Open-ended mathematics exams are valuable because they assess reasoning, proof construction, algorithmic thinking, and communication of intermediate steps. They are also difficult to grade at scale because instructors must apply partial-credit rubrics consistently while giving feedback that helps students repair misconceptions. This paper evaluates six contemporary large language model (LLM) configurations, Gemini 3.1 Pro Extended, Gemini 3.5 Flash, ChatGPT 5.5 Pro Extended, ChatGPT 5.5 Thinking, Claude Pro Opus 4.7, and Claude Sonnet 4.6, as grading assistants for an undergraduate discrete mathematics examination.

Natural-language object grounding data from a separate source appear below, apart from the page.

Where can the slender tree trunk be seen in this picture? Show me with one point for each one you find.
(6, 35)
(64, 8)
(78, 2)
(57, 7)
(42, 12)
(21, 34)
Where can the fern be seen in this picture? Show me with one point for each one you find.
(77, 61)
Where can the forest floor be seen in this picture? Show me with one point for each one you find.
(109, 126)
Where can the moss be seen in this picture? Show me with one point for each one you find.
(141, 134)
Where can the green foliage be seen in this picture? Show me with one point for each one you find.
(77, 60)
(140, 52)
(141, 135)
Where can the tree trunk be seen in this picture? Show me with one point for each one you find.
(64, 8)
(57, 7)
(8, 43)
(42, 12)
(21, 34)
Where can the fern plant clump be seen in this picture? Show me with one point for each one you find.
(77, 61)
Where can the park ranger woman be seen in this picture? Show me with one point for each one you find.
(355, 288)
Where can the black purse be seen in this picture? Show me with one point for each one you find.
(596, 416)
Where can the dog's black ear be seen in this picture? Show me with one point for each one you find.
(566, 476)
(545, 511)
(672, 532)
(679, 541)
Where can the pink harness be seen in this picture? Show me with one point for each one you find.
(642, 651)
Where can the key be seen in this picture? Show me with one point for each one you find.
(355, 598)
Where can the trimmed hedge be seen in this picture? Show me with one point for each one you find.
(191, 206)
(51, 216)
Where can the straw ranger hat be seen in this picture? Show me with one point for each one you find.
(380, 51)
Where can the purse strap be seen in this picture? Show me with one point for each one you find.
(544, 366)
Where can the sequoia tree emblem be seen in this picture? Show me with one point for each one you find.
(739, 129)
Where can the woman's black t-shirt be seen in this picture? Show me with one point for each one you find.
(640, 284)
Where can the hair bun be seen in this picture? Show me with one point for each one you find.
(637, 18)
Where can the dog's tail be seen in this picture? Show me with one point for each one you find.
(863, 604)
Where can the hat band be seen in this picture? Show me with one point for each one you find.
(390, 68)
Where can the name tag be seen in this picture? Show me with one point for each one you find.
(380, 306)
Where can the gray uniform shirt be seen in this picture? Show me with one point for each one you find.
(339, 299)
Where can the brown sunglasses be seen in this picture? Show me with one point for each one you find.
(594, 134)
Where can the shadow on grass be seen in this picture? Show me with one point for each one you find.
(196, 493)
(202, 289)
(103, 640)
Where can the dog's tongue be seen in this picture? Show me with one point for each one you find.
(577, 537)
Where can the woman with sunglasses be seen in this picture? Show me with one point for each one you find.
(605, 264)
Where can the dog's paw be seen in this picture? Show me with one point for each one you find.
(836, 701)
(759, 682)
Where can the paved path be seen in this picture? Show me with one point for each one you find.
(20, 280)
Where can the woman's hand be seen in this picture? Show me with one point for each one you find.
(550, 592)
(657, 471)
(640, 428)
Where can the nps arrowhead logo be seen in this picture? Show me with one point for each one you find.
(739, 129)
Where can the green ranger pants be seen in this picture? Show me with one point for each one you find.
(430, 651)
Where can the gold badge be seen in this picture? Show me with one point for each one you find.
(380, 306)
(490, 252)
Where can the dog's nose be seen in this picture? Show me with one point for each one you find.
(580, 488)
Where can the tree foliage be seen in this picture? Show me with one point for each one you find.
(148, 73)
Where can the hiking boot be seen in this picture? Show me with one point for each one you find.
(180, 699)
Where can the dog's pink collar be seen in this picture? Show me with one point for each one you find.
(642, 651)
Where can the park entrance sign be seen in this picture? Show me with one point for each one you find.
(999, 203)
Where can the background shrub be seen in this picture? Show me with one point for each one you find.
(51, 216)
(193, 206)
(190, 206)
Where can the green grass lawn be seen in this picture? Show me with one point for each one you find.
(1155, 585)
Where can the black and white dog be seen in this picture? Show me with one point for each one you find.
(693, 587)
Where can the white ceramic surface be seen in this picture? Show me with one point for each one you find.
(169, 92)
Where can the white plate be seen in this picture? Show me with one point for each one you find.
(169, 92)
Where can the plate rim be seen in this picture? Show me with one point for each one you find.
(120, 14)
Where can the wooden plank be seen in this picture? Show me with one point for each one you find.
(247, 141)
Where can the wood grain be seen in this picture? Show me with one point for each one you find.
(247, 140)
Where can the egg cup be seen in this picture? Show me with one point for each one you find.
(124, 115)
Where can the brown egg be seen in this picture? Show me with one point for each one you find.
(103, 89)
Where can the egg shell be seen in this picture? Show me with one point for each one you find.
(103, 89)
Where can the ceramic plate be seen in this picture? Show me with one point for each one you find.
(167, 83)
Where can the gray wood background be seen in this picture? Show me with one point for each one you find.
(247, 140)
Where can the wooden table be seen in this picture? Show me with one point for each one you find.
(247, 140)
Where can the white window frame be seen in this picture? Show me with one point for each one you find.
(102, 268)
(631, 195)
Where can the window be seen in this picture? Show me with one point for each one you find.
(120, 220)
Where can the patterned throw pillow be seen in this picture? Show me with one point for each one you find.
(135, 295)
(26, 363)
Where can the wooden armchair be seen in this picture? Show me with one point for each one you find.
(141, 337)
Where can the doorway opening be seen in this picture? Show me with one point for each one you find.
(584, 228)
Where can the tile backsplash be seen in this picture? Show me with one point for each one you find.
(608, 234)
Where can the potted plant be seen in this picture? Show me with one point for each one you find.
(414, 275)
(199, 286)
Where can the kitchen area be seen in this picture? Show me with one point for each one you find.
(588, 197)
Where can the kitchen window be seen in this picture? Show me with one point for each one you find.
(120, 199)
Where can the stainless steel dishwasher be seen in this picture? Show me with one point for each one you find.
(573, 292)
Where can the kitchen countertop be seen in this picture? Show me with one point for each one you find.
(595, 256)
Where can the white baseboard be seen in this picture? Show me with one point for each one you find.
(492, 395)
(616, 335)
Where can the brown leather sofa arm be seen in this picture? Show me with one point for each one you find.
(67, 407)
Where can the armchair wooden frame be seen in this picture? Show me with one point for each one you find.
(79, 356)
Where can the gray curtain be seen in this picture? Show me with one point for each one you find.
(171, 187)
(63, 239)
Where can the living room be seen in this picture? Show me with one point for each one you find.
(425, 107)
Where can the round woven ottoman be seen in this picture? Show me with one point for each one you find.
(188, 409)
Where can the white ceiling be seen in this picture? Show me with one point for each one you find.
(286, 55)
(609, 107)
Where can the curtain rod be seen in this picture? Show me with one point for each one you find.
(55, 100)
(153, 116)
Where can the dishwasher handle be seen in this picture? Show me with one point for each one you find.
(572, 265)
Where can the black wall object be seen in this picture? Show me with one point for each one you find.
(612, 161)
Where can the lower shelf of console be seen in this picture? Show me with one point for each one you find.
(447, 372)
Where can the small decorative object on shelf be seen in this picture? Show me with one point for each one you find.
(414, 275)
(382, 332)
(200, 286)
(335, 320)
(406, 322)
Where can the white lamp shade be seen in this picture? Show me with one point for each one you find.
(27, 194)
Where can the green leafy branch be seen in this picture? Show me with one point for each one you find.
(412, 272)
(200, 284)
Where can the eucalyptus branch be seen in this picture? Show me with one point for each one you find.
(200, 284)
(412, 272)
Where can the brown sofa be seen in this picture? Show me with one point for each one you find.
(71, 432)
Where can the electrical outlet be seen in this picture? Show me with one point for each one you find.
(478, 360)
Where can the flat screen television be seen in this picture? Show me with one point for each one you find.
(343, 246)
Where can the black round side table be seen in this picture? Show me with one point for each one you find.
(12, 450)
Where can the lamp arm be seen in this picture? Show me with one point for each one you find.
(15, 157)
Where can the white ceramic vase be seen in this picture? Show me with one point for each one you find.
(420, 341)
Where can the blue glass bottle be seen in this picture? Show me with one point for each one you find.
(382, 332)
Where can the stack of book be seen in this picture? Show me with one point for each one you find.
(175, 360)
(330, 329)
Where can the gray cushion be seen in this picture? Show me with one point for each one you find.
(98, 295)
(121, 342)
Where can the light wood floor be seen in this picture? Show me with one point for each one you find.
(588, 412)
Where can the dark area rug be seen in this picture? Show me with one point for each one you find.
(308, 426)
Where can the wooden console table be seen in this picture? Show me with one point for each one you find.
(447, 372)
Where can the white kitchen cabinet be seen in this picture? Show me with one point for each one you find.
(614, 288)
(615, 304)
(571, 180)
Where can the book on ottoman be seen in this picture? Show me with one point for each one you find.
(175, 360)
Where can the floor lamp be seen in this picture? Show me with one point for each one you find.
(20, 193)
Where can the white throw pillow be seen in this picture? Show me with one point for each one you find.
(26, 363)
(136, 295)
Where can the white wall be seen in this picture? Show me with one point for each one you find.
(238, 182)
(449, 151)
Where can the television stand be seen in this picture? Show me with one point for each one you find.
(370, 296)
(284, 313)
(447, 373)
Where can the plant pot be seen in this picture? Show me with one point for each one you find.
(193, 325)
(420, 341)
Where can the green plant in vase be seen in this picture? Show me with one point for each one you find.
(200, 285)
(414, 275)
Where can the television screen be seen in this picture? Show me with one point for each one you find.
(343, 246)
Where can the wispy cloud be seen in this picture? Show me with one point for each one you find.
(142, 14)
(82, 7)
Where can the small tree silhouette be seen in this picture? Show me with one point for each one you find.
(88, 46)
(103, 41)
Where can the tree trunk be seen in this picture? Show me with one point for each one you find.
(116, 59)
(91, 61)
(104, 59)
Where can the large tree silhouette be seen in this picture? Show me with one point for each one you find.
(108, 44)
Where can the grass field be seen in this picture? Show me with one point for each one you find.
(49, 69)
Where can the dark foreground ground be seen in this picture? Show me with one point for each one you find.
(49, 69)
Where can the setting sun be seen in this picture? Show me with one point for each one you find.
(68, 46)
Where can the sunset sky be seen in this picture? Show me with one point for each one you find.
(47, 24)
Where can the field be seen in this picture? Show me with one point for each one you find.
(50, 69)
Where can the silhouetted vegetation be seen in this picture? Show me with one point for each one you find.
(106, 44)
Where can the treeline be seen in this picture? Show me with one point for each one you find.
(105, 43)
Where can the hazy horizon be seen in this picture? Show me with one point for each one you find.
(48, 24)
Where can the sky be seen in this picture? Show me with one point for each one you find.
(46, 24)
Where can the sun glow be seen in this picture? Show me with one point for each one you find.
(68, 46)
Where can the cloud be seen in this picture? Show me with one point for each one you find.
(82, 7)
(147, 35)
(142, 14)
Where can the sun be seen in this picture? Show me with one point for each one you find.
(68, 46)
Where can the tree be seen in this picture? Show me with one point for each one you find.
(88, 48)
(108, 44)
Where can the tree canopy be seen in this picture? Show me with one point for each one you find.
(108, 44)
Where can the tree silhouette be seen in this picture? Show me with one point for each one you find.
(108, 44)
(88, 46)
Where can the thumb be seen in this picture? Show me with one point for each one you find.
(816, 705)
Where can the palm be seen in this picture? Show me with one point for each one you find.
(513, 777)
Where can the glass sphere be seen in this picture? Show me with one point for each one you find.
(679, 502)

The study compares two grading policies. The BASELINE policy uses a stricter rubric-following prompt that emphasizes explicit evidence and complete justification. The LIBERAL policy was added after preliminary grading showed that the baseline condition sometimes applied harsh point deductions and failed to recognize valid partial reasoning. Agreement with human grading is measured at both the question and exam-total levels using mean absolute error, root mean squared error, normalized root mean squared error, Pearson correlation, and exact agreement. The results show that liberal partial-credit prompting reduces average question-level error for every evaluated model family. ChatGPT 5.5 Thinking (LIBERAL) has the lowest average question-level MAE (1.87) and RMSE (2.53), while Gemini 3.1 Pro Extended (LIBERAL) has the lowest total-score MAE (8.00) and RMSE (10.66). However, the strongest total-score Pearson correlation occurs under Gemini 3.1 Pro Extended (BASELINE) at 0.58, showing that point calibration and rank preservation remain distinct goals. We also report practical usability observations.